Glaucoma is a disease typified by optic nerve damage that produces a characteristic peripheral vision loss and is usually associated with higher than “normal” intraocular pressure. Glaucoma is often referred to as a “silent thief of sight”. It is estimated that the disease affects over 4 million Americans with only half of affected people knowing that they have the disease.
The disease is the second leading cause of blindness in the world. However, if caught early, the disease can be effectively treated. It is estimated that glaucoma affects one in every 50 adults. Although glaucoma can occur at any age, the risk of developing glaucoma increases dramatically after age 35.
Glaucoma is actually a series of diseases that damage the optic nerve. Damage to the optic nerve and retina causes blind spots in the field of vision. Glaucoma is usually caused by an increase in the fluid pressure in the eye, either because of overproduction of fluid or from blockage in the drainage system of the eye. The higher pressure inside the eye causes damage to the optic nerve, resulting in permanent vision loss.

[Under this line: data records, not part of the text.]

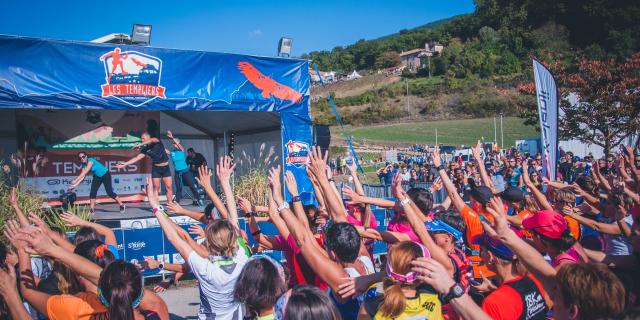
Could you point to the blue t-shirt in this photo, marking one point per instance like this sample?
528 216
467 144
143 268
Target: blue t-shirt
179 160
97 168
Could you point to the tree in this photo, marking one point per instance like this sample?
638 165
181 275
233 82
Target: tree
600 100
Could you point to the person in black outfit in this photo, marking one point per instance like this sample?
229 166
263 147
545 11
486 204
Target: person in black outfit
195 160
154 149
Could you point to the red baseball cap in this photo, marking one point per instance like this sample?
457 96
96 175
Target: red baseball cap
547 223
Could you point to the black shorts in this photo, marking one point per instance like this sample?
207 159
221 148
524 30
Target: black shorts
160 172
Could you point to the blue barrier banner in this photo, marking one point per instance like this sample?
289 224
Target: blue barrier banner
44 73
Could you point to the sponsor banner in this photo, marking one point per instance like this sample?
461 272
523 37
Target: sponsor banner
85 77
547 98
51 146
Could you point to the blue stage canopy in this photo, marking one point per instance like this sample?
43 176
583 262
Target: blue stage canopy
44 74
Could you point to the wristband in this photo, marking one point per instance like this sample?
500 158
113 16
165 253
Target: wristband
283 206
158 208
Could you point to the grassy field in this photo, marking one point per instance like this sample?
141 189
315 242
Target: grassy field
450 132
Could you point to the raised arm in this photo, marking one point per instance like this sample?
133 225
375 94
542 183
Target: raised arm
298 209
418 225
486 180
130 161
324 267
356 198
318 167
13 199
204 180
540 198
434 274
174 140
224 170
605 228
528 255
456 200
72 220
81 176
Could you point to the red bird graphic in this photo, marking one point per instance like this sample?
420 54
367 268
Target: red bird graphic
268 86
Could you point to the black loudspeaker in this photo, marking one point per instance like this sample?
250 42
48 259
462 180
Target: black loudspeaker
322 137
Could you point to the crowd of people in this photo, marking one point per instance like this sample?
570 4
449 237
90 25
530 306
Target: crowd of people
504 244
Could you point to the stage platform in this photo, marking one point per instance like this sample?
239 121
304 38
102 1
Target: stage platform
108 214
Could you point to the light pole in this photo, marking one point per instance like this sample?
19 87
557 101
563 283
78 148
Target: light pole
501 132
407 84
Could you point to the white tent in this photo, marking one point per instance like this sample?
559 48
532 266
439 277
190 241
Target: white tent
354 75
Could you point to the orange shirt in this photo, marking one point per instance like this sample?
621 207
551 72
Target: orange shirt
523 215
574 227
474 229
83 306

The early symptoms of chronic open-angle glaucoma, the most common type of glaucoma, are often unnoticed because there is no discomfort or pain. Most people do not detect a change in their vision until there has actually been a significant loss of vision. Later, central vision becomes affected, with mild headaches and difficulty with night vision. If left untreated, total blindness will result. However, the patient with acute closed-angle glaucoma may experience more noticeable symptoms including blurred vision, severe pain, nausea, and halos around lights.
In most cases, glaucoma is detected in a routine eye examination. Special instruments are used to check the fluid pressure in the eye, and a magnifying lens is used to examine the drainage channels for proper fluid outflow. With early detection and treatment, glaucoma can almost always be controlled and vision preserved. Sadly, glaucoma cannot be cured and once vision is lost it cannot be restored. Remember, vision loss from glaucoma is permanent, but can usually be prevented with early detection and treatment. Regular eye exams are important for people over 35, or those in other high risk groups.
Let Your Voice be Heard
Let us know how we are doing and review us now. We appreciate feedback allowing us to better serve our patients.

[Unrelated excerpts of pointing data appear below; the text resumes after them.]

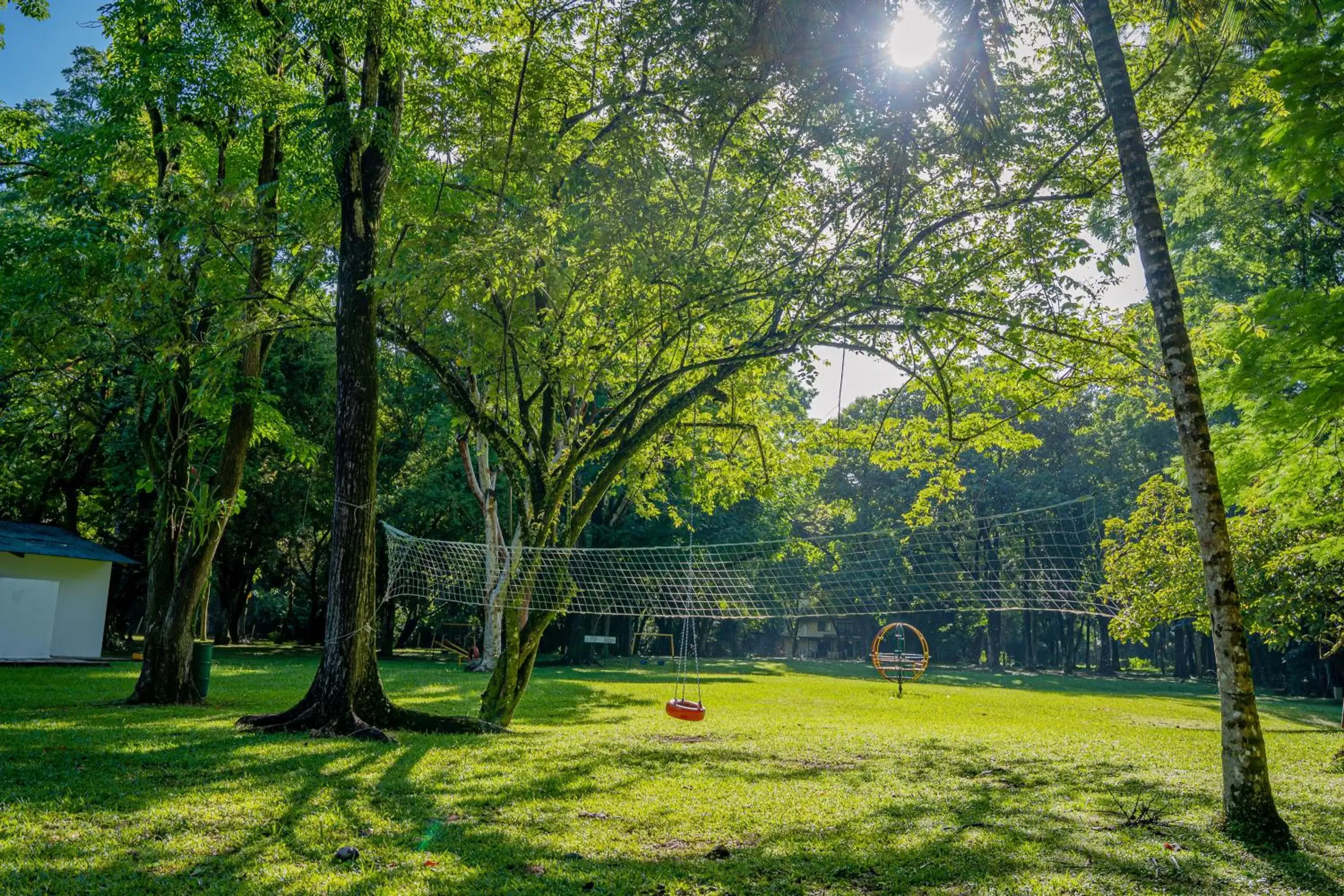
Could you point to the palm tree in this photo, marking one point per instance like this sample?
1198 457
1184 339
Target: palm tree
1248 801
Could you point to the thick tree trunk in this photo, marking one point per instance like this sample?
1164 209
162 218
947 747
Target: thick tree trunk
166 672
1248 800
346 696
1069 642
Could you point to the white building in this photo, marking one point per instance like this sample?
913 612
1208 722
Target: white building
53 593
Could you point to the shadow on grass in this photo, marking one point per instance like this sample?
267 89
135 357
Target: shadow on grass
987 820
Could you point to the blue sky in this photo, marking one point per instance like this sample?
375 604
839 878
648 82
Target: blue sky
35 53
38 52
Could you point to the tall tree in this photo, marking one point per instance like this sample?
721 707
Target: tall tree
1248 798
347 696
164 676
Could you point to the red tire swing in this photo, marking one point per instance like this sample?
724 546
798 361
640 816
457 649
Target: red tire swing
681 706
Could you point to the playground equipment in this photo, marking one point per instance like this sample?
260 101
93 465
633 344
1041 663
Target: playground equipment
681 706
900 653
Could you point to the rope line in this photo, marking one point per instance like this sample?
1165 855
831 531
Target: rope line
1037 559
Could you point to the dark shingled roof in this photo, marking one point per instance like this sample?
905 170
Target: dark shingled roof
52 542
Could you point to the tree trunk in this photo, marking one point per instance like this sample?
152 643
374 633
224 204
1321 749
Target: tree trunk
511 675
1248 800
1105 659
346 696
1029 640
166 671
995 632
1069 642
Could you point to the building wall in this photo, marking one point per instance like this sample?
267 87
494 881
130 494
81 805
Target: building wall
81 603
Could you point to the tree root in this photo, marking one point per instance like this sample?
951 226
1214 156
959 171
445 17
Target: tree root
431 724
308 718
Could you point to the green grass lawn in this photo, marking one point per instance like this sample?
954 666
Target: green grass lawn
812 778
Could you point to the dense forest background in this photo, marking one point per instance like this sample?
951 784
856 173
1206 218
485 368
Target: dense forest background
124 362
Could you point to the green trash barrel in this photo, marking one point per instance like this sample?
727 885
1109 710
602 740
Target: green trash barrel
202 655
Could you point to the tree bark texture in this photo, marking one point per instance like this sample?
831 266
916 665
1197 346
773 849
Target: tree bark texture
347 696
1248 800
166 673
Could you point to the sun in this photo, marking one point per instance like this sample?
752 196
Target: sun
914 38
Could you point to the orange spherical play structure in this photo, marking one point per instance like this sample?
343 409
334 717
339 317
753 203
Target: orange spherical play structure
900 653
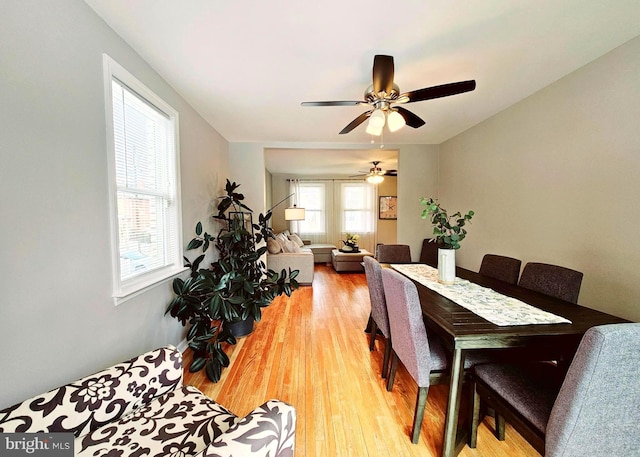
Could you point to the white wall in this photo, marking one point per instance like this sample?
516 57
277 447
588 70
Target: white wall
58 319
555 178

“Only Crystalens Center of Excellence in East Texas”
CBS Medical Specialist in eye care for KYTX Channel 19
Risk Factors For Glaucoma
The following are risk factors as outlined by the Mayo Clinic
Elevated Internal Eye Pressure (Intraocular Pressure). If your intraocular pressure is higher than normal, you’re at increased risk of developing glaucoma, though not everyone with elevated intraocular pressure develops the disease.
Age. Everyone older than 60 is at increased risk of glaucoma. For certain population groups such as African-Americans, the risk is much higher than expected. African-Americans should begin to have their eye pressure monitored before age 30.

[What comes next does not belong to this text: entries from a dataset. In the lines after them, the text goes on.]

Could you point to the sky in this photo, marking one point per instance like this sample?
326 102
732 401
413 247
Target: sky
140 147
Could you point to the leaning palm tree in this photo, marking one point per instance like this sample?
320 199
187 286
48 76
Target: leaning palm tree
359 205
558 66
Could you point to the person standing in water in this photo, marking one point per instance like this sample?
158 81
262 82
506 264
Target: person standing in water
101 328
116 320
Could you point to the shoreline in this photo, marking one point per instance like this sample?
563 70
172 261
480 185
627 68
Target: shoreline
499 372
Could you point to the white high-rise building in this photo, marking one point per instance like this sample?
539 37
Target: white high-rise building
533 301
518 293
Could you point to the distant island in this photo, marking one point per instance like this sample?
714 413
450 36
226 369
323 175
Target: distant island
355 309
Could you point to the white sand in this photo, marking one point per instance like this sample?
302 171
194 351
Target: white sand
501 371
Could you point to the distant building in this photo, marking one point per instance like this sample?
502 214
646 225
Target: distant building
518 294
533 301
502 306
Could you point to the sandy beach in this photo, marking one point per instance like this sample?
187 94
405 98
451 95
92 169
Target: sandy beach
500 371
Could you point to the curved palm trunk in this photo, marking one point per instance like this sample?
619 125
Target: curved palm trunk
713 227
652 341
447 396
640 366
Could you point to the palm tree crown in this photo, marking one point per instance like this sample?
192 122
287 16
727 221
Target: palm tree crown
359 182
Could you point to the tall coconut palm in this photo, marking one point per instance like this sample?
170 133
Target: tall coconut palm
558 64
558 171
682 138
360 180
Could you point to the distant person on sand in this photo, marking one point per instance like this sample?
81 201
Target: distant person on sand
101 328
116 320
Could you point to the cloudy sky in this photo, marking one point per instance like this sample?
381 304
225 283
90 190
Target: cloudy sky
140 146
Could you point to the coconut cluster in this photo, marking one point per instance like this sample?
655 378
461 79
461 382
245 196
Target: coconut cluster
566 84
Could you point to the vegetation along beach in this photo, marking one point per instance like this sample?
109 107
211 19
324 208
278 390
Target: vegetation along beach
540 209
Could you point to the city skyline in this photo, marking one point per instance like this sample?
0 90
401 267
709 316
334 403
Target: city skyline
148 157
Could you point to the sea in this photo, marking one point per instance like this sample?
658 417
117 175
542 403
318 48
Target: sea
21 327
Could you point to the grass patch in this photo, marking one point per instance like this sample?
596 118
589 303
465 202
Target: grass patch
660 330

Ethnic Background. African-Americans are six to eight times more likely to get glaucoma than Caucasians, and are much more likely to experience permanent blindness as a result. Hispanic-Americans also face an increased risk. Asian-Americans are at slightly higher risk of angle-closure glaucoma, and Japanese-Americans are at a greater risk of developing low-tension glaucoma. The reasons for these differences in elevated risk aren’t clear.
Family History of Glaucoma. If you have a family history of glaucoma, you have a much greater risk of developing it. Glaucoma may have a genetic link, meaning there’s a defect in one or more genes, causing certain individuals to be unusually susceptible to the disease. A form of juvenile open-angle glaucoma has been clearly linked to genetic abnormalities.
Medical Conditions. Diabetes increases your risk of developing glaucoma. A history of high blood pressure or heart disease also can increase your risk, as can hypothyroidism.
Other Eye Conditions. Severe eye injuries can result in increased eye pressure. Injury can also dislocate the lens, closing the drainage angle. Other risk factors include retinal detachment, eye tumors and eye inflammations, such as chronic uveitis and iritis. Certain types of eye surgery also may trigger secondary glaucoma.
Nearsightedness. Nearsightedness (meaning objects in the distance look fuzzy without glasses or contacts) increases the risk of developing glaucoma.
Prolonged Corticosteroid Use. Using corticosteroids for prolonged periods of time appears to put you at risk of getting secondary glaucoma. This is especially true if you use corticosteroid eye drops.